Broad consensus on how to fix things
On their own, currency markets will not bring about the growth-enhancing global economic rebalancing that is needed. Better policies at the national, regional, and global levels are also essential – and that requires better politics.
Too many political leaders around the world remain unable – or unwilling – to fulfill their economic-governance responsibilities. This is particularly regrettable, given that there is a broad consensus regarding the technical components of the required policy response: structural reforms to revamp growth engines, efforts to rebalance aggregate demand, and the elimination of debt overhangs. (The eurozone must also work to complete the essential underpinnings of its historic integration project.) What is missing is implementation.
But governments seem unlikely to overcome their dysfunction anytime soon. In the US, Congress and the executive branch are locked in a stalemate. Europe’s political systems are being shaken by the rise of populist parties, many of which are winning support with an anti-European platform.
«Can’t, won’t, shouldn’t»
In the emerging world, Brazil’s government has faced multiple corruption scandals. And Russia’s leadership remains committed to its disruptive regional adventures, regardless of their devastating impact on its economy.
In most, if not all, of these cases, we see examples of a broader phenomenon: what might be called governing by inertia – a «can’t, won’t, and shouldn’t» mentality, to paraphrase the economist Mark Blyth, that blocks effective policymaking.
As policy inertia prolongs sluggish growth and impairs job creation, it becomes even more difficult to abandon. Given how hard it is for governments to initiate a shift to a new policymaking mode (that is, to disrupt themselves), pressure will build from the outside. In a democracy, this tends to occur through the fragmentation of traditional parties and the emergence of non-traditional parties – some offering genuine alternatives, and others relying on fear and prejudice.

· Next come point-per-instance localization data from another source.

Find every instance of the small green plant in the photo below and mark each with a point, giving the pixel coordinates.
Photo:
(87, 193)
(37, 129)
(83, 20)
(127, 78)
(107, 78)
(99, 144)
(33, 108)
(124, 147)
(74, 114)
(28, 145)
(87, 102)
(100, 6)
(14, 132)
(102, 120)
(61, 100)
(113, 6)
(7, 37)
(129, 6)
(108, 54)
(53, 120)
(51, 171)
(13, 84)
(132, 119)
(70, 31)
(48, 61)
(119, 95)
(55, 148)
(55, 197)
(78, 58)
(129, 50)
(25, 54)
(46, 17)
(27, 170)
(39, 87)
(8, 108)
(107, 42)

The global economy is at a critical juncture. Most economists agree on what is needed to avoid another round of lost growth opportunities, inadequate employment, financial instability, and worsening inequality.
Central banks and markets cannot achieve an orderly global rebalancing on their own. As difficult as it may be, politicians need to pursue comprehensive policy responses. The longer they delay, the less effective their efforts will be. As bad politics block economic opportunity, public trust in governments will continue to erode – with serious potential consequences for political systems, and the economies they administer, worldwide.